12.3 Relationship of the Parties. Nothing in this Agreement will be construed to create a partnership, joint venture or agency relationship between the Parties. Neither Party will have the power to bind the other or to incur obligations on the other's behalf without such other Party's prior written consent.

12.4 Waiver. Either Party's failure to enforce any provision of this Agreement will not constitute a waiver of future enforcement of that or any other provision. No waiver of any provision of this Agreement will be effective unless it is in writing and signed by the Party granting the waiver.

12.5 Severability. If any provision of this Agreement is held invalid, illegal or unenforceable, that provision will be enforced to the maximum extent permitted by law, given the fundamental intentions of the Parties, and the remaining provisions of this Agreement will remain in full force and effect.

12.6 Governing Law; Jurisdiction. This Agreement will be governed by and construed in accordance with the laws of the State of Washington without giving effect to any principles of conflict of laws that would lead to the application of the laws of another jurisdiction. The Parties expressly agree that the United Nations Convention on Contracts for the International Sale of Goods will not apply. Any legal action or proceeding arising under this Agreement will be brought exclusively in the federal or state courts located in the State of Washington and the Parties irrevocably consent to the personal jurisdiction and venue therein.
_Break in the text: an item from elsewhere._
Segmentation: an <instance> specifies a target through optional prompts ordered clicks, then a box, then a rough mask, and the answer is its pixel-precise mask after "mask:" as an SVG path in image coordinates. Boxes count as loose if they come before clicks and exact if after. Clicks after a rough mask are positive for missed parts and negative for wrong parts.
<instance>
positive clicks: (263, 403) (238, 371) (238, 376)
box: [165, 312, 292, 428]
12.7 U.S. Government End Users. The Services were developed solely at private expense and are "commercial products," "commercial items," or "commercial computer software" as defined in the Federal Acquisition Regulation 2.101 and other relevant government procurement regulations including agency supplements. Any use, duplication, or disclosure of the Services by or on behalf of the U.S. government is subject to restrictions as set forth in this Agreement as consistent with federal law and regulations. If these terms fail to meet the U.S. Government's needs or are inconsistent in any respect with federal law, Customer will immediately discontinue its use of the Services.